January 25, 2015

The Year of Living Dangerously


The Year of Living Dangerously (1982), directed by Peter Weir and starring Mel Gibson, Sigourney Weaver, and Linda Hunt in her Oscar-winning role, is proof that the 80s were capable of thoughtful movies about something more than eye candy and materialism. The film is a languid romance/political drama set in Jakarta, Indonesia, in 1963 amidst a Communist coup and the political re-alignment of President Sukarno’s regime. Gibson plays Guy Hamilton, an Australian journalist who’s sent to Jakarta as a correspondent and who, with the help of a Chinese-Australian photographer named Billy Kwan (Hunt), accumulates some surprisingly good stories for his frequent radio broadcasts. Billy Kwan, a dwarf, is an idealist who wants more Westerners to take notice of the wretched living conditions of the people in Indonesia. As someone who’s spent his life on the margins of society, Kwan has developed a deep-rooted compassion for the oppressed and the disadvantaged. He thinks Guy can help bring awareness to the plight of people in Jakarta, but Guy is more interested in what a good story can do to advance his career than how he can help bring about lasting social change. He’s also distracted by Jill (Weaver), a woman working for the British embassy. Weir, who along with David Williamson adapted Christopher Koch’s novel, falters somewhat with the romance. It’s never passionate enough, and neither Gibson nor Weaver is given much compelling acting to do together. (But they are both very good, and Gibson--whatever one may feel about him nowadays--proves himself a strong leading man.) 

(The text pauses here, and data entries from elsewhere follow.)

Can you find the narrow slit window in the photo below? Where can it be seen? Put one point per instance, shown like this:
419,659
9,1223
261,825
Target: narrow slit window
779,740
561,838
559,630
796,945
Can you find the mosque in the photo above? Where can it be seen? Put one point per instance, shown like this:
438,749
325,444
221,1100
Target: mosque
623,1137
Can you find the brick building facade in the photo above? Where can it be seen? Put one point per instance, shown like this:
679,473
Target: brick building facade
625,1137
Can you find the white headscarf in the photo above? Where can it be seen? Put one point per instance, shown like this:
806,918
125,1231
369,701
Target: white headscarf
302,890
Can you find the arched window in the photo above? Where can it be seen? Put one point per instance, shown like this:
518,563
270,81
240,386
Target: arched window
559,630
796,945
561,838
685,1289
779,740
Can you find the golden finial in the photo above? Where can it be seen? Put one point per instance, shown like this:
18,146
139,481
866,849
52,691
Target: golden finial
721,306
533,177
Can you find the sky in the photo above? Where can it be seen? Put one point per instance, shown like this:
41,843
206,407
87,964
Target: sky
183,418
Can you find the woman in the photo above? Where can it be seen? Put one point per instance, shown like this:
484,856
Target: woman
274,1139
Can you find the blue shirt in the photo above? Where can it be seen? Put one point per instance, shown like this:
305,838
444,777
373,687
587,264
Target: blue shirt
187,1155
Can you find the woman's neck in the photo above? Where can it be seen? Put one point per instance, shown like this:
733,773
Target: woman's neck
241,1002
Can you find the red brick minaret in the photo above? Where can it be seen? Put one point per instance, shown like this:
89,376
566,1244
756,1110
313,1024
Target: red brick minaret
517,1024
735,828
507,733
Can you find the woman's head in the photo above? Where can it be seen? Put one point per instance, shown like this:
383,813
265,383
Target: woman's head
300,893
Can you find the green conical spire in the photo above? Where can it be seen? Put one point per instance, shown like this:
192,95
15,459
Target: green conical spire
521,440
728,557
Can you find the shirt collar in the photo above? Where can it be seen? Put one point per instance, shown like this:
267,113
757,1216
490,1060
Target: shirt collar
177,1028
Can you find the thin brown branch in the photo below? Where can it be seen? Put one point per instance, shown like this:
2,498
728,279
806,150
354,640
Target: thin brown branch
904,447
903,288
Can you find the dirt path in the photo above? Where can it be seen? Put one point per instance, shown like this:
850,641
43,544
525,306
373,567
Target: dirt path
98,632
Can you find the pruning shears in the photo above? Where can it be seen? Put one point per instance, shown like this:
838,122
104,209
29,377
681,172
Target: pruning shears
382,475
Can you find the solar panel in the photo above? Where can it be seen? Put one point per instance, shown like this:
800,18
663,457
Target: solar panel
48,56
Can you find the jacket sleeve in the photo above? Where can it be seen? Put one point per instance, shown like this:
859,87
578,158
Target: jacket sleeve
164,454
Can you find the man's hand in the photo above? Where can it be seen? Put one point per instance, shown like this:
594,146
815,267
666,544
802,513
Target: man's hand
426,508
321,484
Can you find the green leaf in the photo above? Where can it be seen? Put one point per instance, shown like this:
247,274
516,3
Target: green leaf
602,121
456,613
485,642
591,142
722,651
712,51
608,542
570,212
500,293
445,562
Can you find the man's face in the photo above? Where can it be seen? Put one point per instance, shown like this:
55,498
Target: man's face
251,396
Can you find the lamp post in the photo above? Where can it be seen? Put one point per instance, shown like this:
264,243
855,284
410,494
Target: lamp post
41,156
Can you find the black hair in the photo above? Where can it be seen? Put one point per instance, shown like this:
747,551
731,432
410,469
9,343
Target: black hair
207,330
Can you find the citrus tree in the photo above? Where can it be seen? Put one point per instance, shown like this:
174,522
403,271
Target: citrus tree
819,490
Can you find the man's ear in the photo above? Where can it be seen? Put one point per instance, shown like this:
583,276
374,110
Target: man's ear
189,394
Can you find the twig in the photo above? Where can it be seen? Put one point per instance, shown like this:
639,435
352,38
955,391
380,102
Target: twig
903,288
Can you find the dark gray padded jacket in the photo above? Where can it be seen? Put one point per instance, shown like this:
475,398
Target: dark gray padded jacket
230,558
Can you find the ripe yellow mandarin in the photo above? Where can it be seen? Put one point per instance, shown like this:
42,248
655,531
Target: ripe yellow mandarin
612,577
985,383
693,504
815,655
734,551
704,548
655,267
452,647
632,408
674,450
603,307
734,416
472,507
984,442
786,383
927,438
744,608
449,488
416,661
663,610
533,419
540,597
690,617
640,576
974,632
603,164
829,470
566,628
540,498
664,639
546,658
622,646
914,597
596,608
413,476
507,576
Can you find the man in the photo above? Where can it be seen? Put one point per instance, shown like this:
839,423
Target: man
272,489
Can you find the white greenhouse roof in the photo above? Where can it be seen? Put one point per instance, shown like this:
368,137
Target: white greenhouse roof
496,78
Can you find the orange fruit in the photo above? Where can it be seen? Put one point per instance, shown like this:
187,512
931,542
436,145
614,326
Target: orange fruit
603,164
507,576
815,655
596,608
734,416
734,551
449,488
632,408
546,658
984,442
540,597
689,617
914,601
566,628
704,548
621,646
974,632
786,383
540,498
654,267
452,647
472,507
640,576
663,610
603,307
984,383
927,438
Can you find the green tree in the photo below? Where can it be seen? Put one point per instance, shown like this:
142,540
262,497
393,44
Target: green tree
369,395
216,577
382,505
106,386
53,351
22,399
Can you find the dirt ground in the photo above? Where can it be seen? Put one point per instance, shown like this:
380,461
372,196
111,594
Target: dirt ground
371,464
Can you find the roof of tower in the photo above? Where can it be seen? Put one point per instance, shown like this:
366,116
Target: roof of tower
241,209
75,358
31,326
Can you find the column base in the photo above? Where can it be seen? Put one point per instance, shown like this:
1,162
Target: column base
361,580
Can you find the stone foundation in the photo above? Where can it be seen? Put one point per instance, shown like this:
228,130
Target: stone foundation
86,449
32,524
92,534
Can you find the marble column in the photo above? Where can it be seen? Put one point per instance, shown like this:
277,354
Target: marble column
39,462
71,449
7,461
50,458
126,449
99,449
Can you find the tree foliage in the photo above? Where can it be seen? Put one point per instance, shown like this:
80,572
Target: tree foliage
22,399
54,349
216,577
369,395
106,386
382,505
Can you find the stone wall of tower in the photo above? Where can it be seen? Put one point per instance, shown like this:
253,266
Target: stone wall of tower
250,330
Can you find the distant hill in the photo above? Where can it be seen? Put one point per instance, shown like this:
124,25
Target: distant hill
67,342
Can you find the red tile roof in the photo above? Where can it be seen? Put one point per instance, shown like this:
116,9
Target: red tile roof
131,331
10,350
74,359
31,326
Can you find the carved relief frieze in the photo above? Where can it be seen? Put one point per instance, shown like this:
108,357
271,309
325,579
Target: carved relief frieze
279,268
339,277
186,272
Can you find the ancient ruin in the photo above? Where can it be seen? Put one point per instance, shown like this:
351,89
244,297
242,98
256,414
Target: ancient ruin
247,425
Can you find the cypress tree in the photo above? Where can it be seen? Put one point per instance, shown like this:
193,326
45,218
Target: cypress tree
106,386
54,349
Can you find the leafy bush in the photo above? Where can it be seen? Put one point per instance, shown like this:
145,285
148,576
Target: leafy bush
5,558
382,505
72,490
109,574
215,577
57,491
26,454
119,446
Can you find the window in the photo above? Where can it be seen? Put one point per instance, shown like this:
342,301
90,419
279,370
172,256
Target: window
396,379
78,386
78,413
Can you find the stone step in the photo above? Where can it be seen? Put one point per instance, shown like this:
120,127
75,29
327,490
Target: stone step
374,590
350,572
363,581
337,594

Peter Weir is far more interested in the social message of his film, thus making Linda Hunt’s character Billy the real heart—and conscience—of the movie. But Weir’s film taps into a genuine compassion, rather than a shallow kind of self-serving “awareness." The movie rings true and is very thoughtfully made, so the slightly under-developed (or maybe it's just unsatisfying) romance between the two Westerners actually fits; Weir gives a healthy examination of the Western presence in Asia (just as E.M. Forster did in his effective novel A Passage to India), and in a way, the Hollywood romance aspect of the film deflates the idea that Westerners will come and save Asia from themselves. The film isn’t that far off from Richard Lester’s Cuba, which pitted Sean Connery and Brooke Adams against the competing Castro and Batista regimes during the 1959 revolution in Havana. The Year of Living Dangerously is definitely worth seeing. (And it’s a fabulous title.) With Michael Murphy, Bill Kerr, Noel Ferrier, Bembol Roco, and Paul Sonkkila. The terrific, effective music score is by Maurice Jarre. Filmed mostly in the Philippines.